Ziel der Widerklage ist laut Muche und Schneider, die aus ihrer Sicht ungerechtfertigte Kündigung aufzuheben. Zudem wollen sie ausstehende Honorare aus dem Anfang November fristlos von der Koelnmesse beendeten Vertragsverhältnis einfordern. "Nicht zuletzt aufgrund des positiven Urteils zur einstweiligen Verfügung sind wir überaus zuversichtlich, dass unserer Klage zeitnah entsprochen wird, damit wir noch Möglichkeiten haben, unsere Dienstleistungen zur Dmexco 2018 anzubieten", erklärt Muche auf Anfrage von HORIZONT.

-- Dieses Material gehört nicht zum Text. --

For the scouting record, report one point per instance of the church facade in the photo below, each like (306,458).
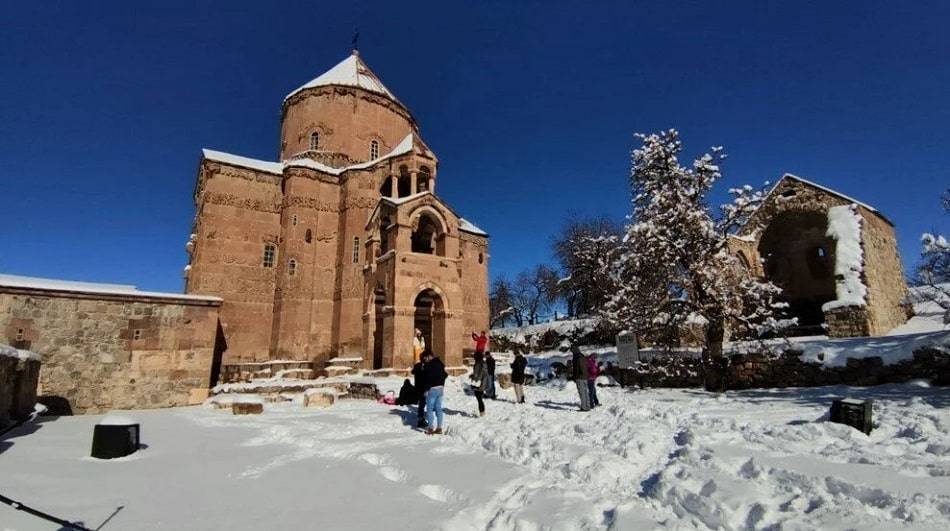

Das Landgericht Köln hatte vor kurzem die von der Koelnmesse im November erwirkte einstweilige Verfügung aufgehoben. Die Messe sah bei ihren langjährigen Partnern wegen deren Engagements bei der Veranstaltung D-Pulse in der Schweiz einen Verstoß gegen das vertraglich vereinbarte Wettbewerbsverbot und hatte damit zunächst Recht bekommen. Später kippten die Richter allerdings die Entscheidung. Sie erkannten das Wettbewerbsverbot zwar grundsätzlich an, urteilten aber, dass dieses nicht für die Schweiz, sondern nur für das EU-Ausland gilt. Außerdem erhoben sie Zweifel an der Behauptung, dass es sich bei D-Pulse um eine Konkurrenzveranstaltung zur Dmexco handelt.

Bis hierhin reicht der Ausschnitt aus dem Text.